Антонов нахмурился, посмотрел на меня угрюмо и спросил, не пора ли будить остальных, чтобы быть наготове, но я сказал, что, пока за нами не придут, мы будем оставаться на месте. Моим рукам и глазам нужна хотя бы еще одна, по крайней мере — одна, ночь. Антонов с Михаилом промолчали, но я видел, что мои слова успокоили их, хотя тишина нарастала с каждым часом — мы две недели жили посреди урагана, а теперь вдруг услышали стужу в лесу и увидели звезды на небе.
Наступило серое утро, но ни Федор, ни Шавка, ни новый офицер не объявились. Зато вновь ожила война. Более того, она приблизилась. Но я все равно решил, что мы останемся в доме, и рубщики пошли дальше спать, ни словом не возразив, а я уселся на стул у печки и просидел там весь день с нашим бесхвостым калекой-котом на коленях, прислушиваясь к тому, что подступало ближе и ближе, кот тоже спал, я решил назвать его Микки.
Потом стемнело, а за нами никто не пришел.
Я сварил кофе и пошел будить остальных, Михаил проснулся с таким видом, словно впереди его ждал летний день в родной деревне на Онежском озере, братья оторвались от сладких киевских снов, Антонов сложил на груди руки и жмурился блаженно, даже учитель был настроен мирно. И впервые с односложных реплик перешел на длинные тирады. Я похлопал его по плечу и протянул ему кофе, он выпрямил спину, отпил глоточек и снова заговорил как по писаному, как умеют учителя, длинными ровными фразами, и все время что-то спрашивал и смотрел мне в глаза, как верному другу, поверенному во все сердечные тайны, к которому взывают с мольбой о терпении и милости.
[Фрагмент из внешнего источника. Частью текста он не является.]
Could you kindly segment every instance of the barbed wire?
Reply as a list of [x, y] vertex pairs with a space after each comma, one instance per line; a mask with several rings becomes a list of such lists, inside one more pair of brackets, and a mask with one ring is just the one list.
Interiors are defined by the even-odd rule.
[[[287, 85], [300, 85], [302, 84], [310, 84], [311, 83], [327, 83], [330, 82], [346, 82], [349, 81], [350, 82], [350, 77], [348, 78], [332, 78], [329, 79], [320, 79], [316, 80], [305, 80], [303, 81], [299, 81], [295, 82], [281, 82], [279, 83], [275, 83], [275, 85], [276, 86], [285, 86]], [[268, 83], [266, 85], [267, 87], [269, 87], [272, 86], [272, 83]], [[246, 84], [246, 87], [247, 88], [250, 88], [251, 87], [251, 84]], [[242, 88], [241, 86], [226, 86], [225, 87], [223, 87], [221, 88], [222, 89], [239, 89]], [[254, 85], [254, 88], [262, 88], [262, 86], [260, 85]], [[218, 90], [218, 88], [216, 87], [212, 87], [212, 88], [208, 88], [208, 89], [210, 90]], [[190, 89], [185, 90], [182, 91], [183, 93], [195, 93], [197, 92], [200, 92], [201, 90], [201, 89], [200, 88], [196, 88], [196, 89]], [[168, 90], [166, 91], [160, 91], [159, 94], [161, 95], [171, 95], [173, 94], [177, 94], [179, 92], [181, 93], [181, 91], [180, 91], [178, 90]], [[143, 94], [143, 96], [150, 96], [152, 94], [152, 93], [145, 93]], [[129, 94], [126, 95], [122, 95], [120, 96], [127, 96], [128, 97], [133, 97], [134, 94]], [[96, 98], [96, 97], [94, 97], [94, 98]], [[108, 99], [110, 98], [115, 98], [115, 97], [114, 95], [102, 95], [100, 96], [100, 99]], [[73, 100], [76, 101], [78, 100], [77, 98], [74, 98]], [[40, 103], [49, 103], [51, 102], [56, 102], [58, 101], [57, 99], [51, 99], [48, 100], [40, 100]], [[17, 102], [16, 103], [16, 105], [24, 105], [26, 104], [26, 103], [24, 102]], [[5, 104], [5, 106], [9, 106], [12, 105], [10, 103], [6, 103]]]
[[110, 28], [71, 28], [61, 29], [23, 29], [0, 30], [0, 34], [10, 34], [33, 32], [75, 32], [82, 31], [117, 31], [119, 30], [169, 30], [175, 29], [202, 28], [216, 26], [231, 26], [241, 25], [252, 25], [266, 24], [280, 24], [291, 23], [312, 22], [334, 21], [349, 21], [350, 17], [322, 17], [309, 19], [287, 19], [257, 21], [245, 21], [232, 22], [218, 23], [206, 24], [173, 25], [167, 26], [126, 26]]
Я попросил его сходить за остальными, мы собрались в кухне и устроили заседание штаба. Сомнений в том, кто тут главный, ни у кого не было, протесты, драки, разногласия — все развеялось. Я с ходу постановил, что мы и дальше будем сидеть в доме, топить и спать, подъедать остатки и в крайнем случае посылать на промысел Михаила. Рано или поздно что-нибудь произойдет, и это не выбьет меня из колеи, я сразу пойму, что нам делать, но это пока оставалось моей тайной, так я сохранял мир среди них и в своем сердце.
Антонов переводил, я наблюдал за ними и видел, как они один за другим кивают, решительно, сдержанно, как будто мы с ними запланировали операцию захвата, но отсрочили ее на время, чтобы подготовиться. Сказал что-то только Михаил:
— Они нас забыли, да? Шавка и толмач и?..
— У них голова другим занята. Нам это на руку, можем отдыхать.
Я велел им не бузить, сказал, что мне надо уйти — но я вернусь.